Winter cabbages are fantastically crisp and fresh on Lanzarote, and the shops are full of both the white and red variety. Cabbage is now on trend with the rise in healthy fermented dishes such as sauerkraut or kimchi. And, as many local farmers grow cabbages, this classic winter salad dish also has a low carbon footprint, as well as being a terrific accompaniment for cheese, cold meats etc.
– 1/2 red cabbage
– 1/2 green/white cabbage
– 1 large carrot
– 2 tablespoons of black sesame seeds
– 2 tablespoons of white sesame seeds
– Juice of 1 lemon
– 1 garlic clove
– 3 tablespoons of tahini
– 1 cup of extra virgin olive oil
– 1 tablespoon of (rice, cider or wine) vinegar
– 1 teaspoon of salt
Peel the carrot.
Rinse the cabbages and dry with a clean cloth. • Chop the cabbages and the carrot very finely (cut into julienne strips).

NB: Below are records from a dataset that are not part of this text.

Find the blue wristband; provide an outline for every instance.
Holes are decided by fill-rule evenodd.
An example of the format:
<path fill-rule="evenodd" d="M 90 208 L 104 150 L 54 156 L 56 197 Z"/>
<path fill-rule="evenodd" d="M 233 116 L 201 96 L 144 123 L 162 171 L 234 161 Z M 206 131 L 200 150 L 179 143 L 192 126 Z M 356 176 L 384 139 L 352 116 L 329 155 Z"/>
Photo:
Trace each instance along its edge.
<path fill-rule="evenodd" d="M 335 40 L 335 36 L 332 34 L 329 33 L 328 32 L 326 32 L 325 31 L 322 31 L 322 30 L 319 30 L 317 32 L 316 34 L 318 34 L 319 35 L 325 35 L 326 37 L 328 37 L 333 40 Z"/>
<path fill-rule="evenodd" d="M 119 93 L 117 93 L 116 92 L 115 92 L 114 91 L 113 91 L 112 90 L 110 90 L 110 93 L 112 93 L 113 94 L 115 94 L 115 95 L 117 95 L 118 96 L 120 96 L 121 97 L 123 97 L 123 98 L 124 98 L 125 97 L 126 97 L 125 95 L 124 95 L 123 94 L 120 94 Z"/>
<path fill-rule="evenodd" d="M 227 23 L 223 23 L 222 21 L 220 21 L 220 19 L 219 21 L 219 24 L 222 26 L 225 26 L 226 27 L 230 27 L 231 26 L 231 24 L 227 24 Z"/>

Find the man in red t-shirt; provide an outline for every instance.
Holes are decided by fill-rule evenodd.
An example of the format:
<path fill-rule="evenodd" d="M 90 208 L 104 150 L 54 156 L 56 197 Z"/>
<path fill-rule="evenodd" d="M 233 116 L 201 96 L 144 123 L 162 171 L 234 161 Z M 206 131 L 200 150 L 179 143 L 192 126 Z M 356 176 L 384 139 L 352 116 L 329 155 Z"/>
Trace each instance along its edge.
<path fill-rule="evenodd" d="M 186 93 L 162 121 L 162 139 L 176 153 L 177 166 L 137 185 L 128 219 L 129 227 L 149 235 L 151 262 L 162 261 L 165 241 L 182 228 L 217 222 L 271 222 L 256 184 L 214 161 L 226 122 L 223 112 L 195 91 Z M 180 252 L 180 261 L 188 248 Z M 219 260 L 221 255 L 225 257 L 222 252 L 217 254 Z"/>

Combine with the sesame seeds and set aside.
Peel the garlic clove and make a puree of it in a blender. • Add the lemon juice, the tahini, the salt and the vinegar to the blender and mix everything together.
Add the olive oil and mix again until your seasoning sauce has a smooth texture.
Combine with the cabbage salad and serve.